Blunt avec Stanley Tucci sur le tournage de Le Diable s’habille en Prada 2.Crédit: Getty Images
Alors que Press a suivi en s’en tenant fermement à la scène indépendante britannique, en travaillant avec des réalisateurs tels que Andrea Arnold, Peter Greenaway et Sarah Gavron, Blunt s’est rendue à Los Angeles où elle a essayé, sans succès, de jouer un rôle dans le film fantastique de 2006. Éragon. Auditions pour Le diable s’habille en Prada se déroulait dans le même studio, le même jour, alors elle s’est dit : « Pourquoi pas ?
À l’époque, Tucci n’était qu’un potentiel camarade de casting.
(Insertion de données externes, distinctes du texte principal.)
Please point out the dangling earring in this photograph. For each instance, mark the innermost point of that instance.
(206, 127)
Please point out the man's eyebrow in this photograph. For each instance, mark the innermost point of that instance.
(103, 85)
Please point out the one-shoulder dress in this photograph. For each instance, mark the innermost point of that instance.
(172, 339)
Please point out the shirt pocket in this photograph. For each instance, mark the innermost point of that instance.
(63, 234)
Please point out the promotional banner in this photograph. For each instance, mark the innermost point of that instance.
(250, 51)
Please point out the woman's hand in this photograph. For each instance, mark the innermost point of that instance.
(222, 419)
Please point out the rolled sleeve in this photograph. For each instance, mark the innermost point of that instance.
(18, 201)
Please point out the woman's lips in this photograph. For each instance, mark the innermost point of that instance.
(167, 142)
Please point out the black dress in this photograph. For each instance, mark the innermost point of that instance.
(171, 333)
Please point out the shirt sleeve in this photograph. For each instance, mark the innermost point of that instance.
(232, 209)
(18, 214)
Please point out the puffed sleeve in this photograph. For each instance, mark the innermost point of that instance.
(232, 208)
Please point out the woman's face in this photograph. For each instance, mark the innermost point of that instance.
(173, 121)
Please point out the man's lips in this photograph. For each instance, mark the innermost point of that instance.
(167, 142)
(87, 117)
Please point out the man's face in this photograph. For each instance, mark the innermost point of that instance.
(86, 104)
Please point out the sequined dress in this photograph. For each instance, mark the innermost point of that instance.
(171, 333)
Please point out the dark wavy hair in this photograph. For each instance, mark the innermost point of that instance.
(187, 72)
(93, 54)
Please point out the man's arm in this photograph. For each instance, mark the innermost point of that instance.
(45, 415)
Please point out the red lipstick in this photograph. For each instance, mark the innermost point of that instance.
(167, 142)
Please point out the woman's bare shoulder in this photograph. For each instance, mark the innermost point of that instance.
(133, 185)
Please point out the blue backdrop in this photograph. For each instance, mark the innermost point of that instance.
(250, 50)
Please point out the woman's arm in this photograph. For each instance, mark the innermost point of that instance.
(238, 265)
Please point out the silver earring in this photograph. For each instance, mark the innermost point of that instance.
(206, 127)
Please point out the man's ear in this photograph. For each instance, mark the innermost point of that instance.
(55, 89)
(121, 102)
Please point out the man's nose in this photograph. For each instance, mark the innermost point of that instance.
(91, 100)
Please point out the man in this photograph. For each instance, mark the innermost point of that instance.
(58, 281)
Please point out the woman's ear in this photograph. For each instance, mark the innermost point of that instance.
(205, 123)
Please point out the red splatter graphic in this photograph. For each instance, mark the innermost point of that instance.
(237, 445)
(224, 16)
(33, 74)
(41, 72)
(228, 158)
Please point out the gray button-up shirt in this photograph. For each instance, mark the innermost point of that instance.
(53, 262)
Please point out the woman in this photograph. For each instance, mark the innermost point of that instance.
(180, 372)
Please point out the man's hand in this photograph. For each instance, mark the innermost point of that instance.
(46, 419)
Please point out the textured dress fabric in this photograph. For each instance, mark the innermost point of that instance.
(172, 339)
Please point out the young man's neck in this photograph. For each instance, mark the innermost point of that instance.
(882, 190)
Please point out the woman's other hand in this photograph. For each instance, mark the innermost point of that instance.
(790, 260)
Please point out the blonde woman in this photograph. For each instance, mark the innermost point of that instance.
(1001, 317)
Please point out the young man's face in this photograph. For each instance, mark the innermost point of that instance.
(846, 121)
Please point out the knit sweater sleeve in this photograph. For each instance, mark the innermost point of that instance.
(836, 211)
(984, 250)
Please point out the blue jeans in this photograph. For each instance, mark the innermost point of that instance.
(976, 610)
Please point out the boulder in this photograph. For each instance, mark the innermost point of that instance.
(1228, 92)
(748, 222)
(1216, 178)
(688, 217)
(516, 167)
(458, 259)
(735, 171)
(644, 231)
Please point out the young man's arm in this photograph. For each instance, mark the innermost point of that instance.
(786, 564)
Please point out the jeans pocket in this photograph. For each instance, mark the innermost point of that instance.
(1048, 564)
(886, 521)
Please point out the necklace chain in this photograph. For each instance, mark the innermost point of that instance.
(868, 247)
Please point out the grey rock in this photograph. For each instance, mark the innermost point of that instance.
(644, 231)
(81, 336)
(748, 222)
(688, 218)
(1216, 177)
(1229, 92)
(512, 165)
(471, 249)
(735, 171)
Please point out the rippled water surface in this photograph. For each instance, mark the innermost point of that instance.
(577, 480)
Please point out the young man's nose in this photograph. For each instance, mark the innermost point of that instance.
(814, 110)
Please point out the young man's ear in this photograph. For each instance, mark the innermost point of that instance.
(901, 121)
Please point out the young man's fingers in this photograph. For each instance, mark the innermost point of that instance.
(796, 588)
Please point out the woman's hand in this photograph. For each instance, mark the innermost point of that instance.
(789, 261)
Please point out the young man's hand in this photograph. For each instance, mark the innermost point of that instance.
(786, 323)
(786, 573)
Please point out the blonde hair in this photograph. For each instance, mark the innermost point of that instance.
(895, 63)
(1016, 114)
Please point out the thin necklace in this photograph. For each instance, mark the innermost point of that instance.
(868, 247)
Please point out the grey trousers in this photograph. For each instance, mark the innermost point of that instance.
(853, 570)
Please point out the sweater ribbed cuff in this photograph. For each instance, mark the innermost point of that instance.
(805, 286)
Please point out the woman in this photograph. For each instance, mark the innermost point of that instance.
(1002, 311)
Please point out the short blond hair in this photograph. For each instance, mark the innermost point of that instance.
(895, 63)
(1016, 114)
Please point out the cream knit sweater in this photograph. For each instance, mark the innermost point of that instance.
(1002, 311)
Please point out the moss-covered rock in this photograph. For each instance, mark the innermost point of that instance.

Mais ces jours-ci, il fait partie de la famille, et pendant le tournage du Prada suite, il lui a préparé le dîner. Elle lui rend parfois la pareille, même si « c’est un peu angoissant de cuisiner pour Stan parce qu’il est tellement chef », dit-elle.
En effet, les gens sont tellement intimidés à l’idée de cuisiner pour lui que Blunt, sa sœur et leurs maris « ne sont jamais invités à dîner nulle part. Nous finissons toujours par devoir les accueillir ».
On peut facilement imaginer Dawn ou Kitty exploser à mi-chemin du plat principal : assiettes brisées, vin renversé, tout le shebang. Est-ce que cela fait partie de l’attrait de les jouer ?
« J’aime vraiment les personnages qui vous offrent le système météo complet », dit Blunt, même si elle aime aussi représenter des personnalités plus épurées. « Il n’y a pas de stratégie. Parfois, un personnage me parle. Parfois, je ne sais même pas pourquoi. Je me retrouve juste kidnappé par l’idée d’être eux. »
Le diable s’habille en Prada 2 est en salles le 30 avril 2026.